Notably, Blessing did also claim in the interview with the Frankfurter Allgemeine Zeitung newspaper that there would be no “forced dismissals,” but rather that positions would only be cut as older employees retire.

That last bit reveals something important about the earlier points. It’s probably unthinkable politically at this point to publicly state that Germany’s auto industry may well be forced to downsize over the coming years.

The simple fact, though, is that electric vehicles are much simpler than internal combustion engine (ICE) vehicles. Most of the proprietary elements of next-gen electric vehicles will be software based, with battery technologies and drivetrain technologies making up the remainder.

Where does all of the technical know-how accumulated by German auto manufacturers over the last 100 years fit into this? Probably not at all. That’s the issue.

I suppose that you could argue that the German firms haven’t been on the top of their game for quite some time (reliability problems, drops in market share, etc.) and that they have largely been trading on name value, status association, and brand loyalty. That being the case, how long can they maintain their current position? Judging by the rate at which Tesla has swallowed market share since the launch of the Model S, I’m guessing they can probably only do so until an obviously superior competitor appears on the market, which will probably be occurring in the 2017–2018 timeframe as the Tesla Model 3 hits the market.
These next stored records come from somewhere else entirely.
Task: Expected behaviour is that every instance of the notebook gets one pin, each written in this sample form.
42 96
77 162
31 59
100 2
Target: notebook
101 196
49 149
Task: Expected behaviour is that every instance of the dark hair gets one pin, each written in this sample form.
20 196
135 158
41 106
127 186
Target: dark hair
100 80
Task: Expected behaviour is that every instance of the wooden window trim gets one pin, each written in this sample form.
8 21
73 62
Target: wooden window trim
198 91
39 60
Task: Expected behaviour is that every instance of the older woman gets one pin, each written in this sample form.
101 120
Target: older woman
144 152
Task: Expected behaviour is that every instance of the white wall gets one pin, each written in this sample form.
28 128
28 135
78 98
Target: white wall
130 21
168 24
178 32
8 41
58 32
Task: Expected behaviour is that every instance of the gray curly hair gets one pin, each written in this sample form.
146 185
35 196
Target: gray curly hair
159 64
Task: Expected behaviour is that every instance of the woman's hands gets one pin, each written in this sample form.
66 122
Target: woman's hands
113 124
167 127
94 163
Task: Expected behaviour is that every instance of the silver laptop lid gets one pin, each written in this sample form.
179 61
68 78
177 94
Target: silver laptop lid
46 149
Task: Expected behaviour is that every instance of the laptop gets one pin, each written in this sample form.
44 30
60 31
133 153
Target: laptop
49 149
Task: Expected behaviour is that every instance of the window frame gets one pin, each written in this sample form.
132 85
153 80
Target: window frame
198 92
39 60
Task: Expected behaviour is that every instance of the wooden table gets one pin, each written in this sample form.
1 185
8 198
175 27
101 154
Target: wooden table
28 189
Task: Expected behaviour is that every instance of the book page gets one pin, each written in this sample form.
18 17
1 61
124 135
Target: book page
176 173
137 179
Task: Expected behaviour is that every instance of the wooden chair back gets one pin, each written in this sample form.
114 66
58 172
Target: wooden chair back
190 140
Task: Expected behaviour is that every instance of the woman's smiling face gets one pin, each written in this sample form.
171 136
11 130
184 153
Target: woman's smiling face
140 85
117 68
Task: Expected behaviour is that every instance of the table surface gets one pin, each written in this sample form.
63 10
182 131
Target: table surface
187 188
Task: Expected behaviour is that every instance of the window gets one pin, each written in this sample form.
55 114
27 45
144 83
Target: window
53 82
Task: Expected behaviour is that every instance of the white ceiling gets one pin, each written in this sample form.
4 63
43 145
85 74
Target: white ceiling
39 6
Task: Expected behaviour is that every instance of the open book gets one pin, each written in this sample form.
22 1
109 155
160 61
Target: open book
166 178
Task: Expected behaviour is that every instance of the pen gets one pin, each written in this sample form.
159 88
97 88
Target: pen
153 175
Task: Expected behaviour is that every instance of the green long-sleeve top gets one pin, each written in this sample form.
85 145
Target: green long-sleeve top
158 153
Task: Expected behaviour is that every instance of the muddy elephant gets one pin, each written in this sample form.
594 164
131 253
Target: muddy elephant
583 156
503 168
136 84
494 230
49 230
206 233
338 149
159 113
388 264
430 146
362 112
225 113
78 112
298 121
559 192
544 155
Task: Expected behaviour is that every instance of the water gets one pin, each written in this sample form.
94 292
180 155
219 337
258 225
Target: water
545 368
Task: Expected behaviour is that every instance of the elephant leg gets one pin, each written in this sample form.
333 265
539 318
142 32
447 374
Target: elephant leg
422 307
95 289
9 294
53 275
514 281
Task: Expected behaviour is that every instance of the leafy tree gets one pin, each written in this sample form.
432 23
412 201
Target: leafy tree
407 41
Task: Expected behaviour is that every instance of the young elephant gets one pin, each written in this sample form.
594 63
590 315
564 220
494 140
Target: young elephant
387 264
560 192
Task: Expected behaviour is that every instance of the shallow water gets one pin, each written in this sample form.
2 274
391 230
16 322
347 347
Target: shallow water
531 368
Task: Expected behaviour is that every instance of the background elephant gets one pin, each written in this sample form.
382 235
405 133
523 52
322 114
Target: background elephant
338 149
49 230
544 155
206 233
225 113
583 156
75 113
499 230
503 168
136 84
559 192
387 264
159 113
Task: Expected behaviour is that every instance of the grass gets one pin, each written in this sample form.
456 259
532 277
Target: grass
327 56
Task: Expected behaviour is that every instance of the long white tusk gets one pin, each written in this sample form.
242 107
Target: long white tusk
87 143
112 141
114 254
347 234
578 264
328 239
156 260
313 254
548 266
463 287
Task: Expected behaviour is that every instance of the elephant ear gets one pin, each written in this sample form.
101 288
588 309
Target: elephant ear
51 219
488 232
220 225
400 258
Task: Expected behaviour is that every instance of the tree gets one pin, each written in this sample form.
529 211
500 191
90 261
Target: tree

To be clear about that last point, it may well be the case that German auto manufacturer sales remain solid in Germany itself, but if sales in the rest of Europe, the US, and China dip significantly, then the companies in question are going to be in a very bad situation. Models like the BMW 3-Series are cash cows, with high profit margins. The companies can’t stand to lose significant market share to the Tesla Model 3 in markets as big as the US — not without facing existential crises anyways.